Die nachfolgende Beitragsreihe will versuchen die frühen Arbeitswagen in Ausführung, Vielfalt, Einsatzzweck und -zeit sowie Nummerierung darzustellen. Gleichfalls soll auch der Weg zum Straßenbahngüterverkehr in Chemnitz aufgezeigt werden. Der Betrachtungszeitraum beginnt in der Vor-Straßenbahn-Zeit und umfasst einen Großteil der Arbeitswagen bis 1945.

Teil I

Neben den bekannten Fahrzeugen gab es auch Fahrzeuge im Chemnitzer Straßenbahnfahrzeugpark, welche entgegen dem Regulativ für die Pferdebahn bzw. später der jeweiligen Bahnordnungen offenbar keine Betriebsnummer trugen bzw. von denen keine oder nur äußerst wenige Aufnahmen vorliegen. Es gab aber auch Fahrzeuge, welche zeitweise Besonderheiten aufwiesen und somit zu Einzelstücken wurden.
Der folgende Beitrag soll hier einmal versuchen etwas Licht ins Dunkel zu bringen.
Bei den „Nummernlosen“ handelte es sich ausschließlich um Fahrzeuge aus dem Park der Arbeitswagen. Parallel dazu zeichnete sich auch der Weg zum Straßenbahn-Güterverkehr, egal ob für eigene Zwecke oder für Dritte, mit ab.

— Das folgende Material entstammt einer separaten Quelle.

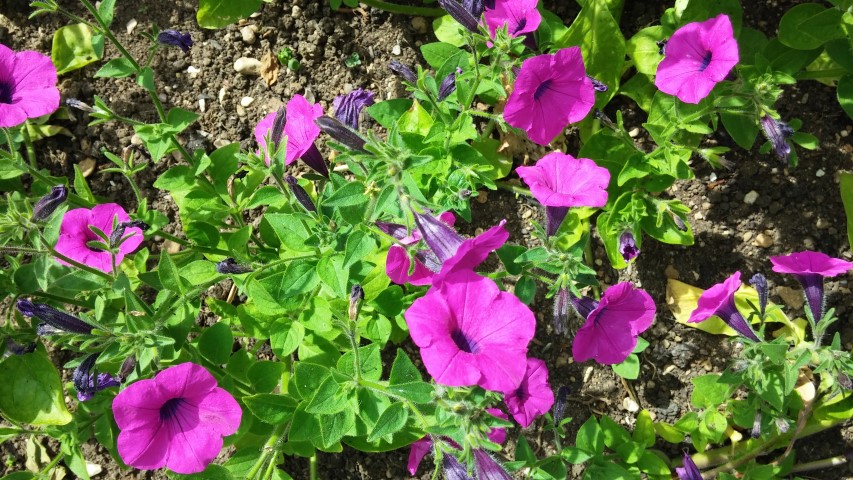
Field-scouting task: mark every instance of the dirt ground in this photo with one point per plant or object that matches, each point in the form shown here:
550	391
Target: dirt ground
795	208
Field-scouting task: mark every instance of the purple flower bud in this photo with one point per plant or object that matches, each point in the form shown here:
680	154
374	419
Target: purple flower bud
300	194
460	14
230	266
49	203
441	238
349	106
175	39
403	71
341	133
759	283
487	468
58	320
628	246
778	133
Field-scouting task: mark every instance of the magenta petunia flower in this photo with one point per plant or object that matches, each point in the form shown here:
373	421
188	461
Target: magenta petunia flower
612	325
519	17
698	56
810	268
533	397
175	420
301	132
551	91
471	333
27	86
719	300
74	235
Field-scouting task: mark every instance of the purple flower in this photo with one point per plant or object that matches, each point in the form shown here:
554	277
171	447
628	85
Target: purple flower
49	203
471	333
810	268
778	132
176	420
698	56
175	39
719	300
75	235
519	17
27	86
533	397
559	181
689	471
628	246
349	106
301	132
551	91
611	329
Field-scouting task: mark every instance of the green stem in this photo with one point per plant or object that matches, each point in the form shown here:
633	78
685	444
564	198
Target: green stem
405	9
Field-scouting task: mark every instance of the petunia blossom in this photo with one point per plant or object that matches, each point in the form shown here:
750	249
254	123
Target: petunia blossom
176	420
27	86
810	268
559	181
719	300
75	235
471	333
613	324
551	91
697	57
533	397
519	17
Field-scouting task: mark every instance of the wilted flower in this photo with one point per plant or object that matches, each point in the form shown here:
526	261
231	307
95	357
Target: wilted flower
49	203
810	268
176	420
719	300
471	333
698	56
175	39
57	319
551	91
612	326
533	397
27	86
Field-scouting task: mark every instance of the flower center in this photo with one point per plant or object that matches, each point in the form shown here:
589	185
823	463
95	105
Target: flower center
170	408
464	343
541	89
706	60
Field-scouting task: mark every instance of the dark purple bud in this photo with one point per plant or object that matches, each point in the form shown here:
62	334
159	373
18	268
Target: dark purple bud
49	203
597	84
778	133
759	283
175	39
341	133
460	14
230	266
561	311
59	320
403	71
453	470
689	471
349	106
487	468
300	194
441	238
628	246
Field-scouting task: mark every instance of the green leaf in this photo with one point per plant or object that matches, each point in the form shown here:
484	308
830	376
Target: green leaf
270	408
221	13
31	391
216	342
810	25
74	47
392	419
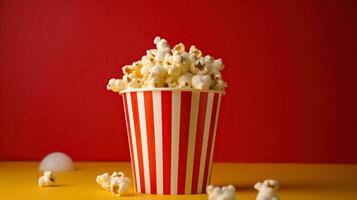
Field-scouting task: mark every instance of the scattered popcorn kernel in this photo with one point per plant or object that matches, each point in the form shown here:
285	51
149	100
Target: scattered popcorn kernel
267	190
218	193
173	68
47	179
116	183
119	184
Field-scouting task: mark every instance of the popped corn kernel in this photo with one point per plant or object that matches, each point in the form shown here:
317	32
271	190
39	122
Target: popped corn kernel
47	179
173	68
267	190
116	183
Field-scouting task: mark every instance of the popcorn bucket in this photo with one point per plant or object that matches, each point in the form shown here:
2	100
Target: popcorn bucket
171	135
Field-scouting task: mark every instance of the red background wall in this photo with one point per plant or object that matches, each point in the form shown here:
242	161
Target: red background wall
291	69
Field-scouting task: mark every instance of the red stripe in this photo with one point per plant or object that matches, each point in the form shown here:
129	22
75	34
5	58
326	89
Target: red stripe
129	138
210	138
166	99
149	115
198	142
183	142
134	102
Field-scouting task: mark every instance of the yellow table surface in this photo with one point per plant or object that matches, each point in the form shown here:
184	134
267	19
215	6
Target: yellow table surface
18	180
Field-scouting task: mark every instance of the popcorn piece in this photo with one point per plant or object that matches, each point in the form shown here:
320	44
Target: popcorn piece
202	82
103	180
119	184
199	67
116	183
174	68
116	85
224	193
185	81
47	179
267	190
195	54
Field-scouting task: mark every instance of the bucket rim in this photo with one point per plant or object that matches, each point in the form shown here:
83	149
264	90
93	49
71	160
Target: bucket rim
169	89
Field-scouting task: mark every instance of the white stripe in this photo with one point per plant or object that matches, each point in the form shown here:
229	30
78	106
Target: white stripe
175	139
133	140
156	99
214	139
205	140
144	140
127	130
195	100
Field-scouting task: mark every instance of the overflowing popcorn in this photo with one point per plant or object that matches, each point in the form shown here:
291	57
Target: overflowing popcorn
267	190
173	68
116	183
47	179
218	193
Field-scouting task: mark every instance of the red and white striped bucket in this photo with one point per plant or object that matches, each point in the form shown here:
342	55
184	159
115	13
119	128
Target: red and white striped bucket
171	135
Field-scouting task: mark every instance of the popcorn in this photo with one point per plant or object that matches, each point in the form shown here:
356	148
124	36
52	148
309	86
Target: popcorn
185	81
201	82
47	179
120	184
267	190
103	180
173	68
224	193
116	183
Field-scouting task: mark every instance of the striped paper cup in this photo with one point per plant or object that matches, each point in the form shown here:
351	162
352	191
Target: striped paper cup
171	135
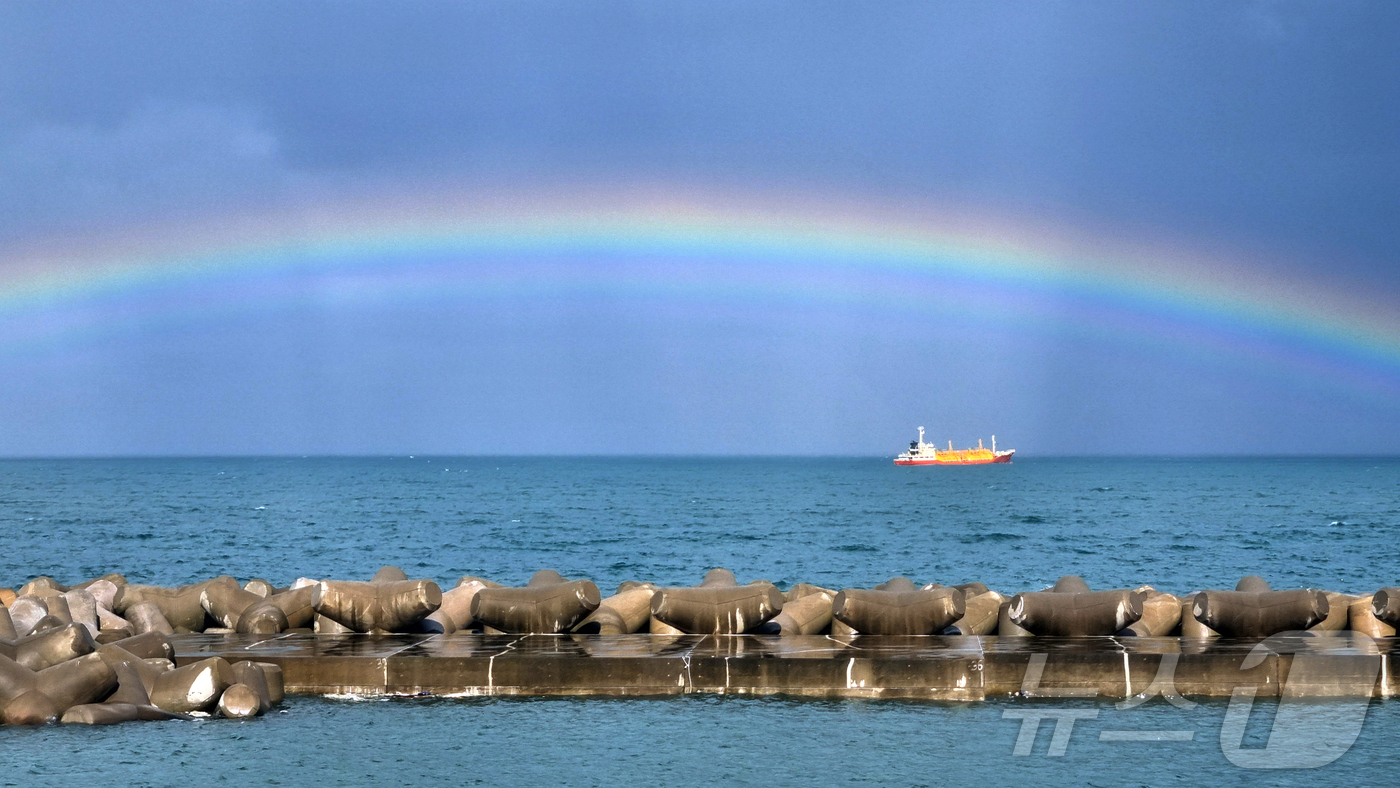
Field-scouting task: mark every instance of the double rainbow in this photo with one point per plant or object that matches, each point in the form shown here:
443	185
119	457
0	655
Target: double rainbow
713	247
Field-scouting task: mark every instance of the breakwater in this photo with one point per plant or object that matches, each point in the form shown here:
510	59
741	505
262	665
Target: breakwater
107	650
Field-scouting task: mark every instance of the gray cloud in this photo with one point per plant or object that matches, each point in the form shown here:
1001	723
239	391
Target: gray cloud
160	158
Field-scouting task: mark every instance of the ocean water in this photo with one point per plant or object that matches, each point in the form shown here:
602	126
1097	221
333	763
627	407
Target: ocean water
1178	524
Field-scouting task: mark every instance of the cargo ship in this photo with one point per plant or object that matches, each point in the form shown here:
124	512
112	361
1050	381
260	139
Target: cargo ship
927	454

Etwas Vorgeschichte - Arbeitswagen und Güterverkehr zu Pferdebahnzeiten

Aus den Zeiten der Pferdebahn sind Aufnahmen dieses Verkehrsmittels in Chemnitz recht spärlich gesät. Auf den wenigen Aufnahmen aus der Zeit ab 1880 sind ausschließlich Fahrzeuge zur Personenbeförderung erkennbar. Wagen zur Güterbeförderung oder für Arbeitszwecke sind bildlich nicht dargestellt. Der direkte Beweis für deren Existenz kann somit nicht erbracht werden.
Es bleibt also nur das Thema abzuhaken oder einen indirekten Beweis zu finden.
Ich habe mich für den Weg des indirekten Beweises entschieden. Hierzu mussten wieder verfügbare Textquellen gefunden und bewertet werden. Hier standen insbesondere Aussagen zum Nutzungszweck im Vordergrund. Weiterhin war, um das Bild abzurunden, der zeitliche Ansatz zum Thema auch einige Jahre vor den Beginn des Pferdebahnzeitalters ab 1880 zu legen.

Am 3. Januar 1873 erteilte der Rat der Stadt Chemnitz dem Fabrikanten Rudolf Körner eine Konzession zu Anlegung und Betrieb einer Pferdeeisenbahnanlage innerhalb der Stadt.
Für unser Thema ist §4 der Konzessionsurkunde von Bedeutung.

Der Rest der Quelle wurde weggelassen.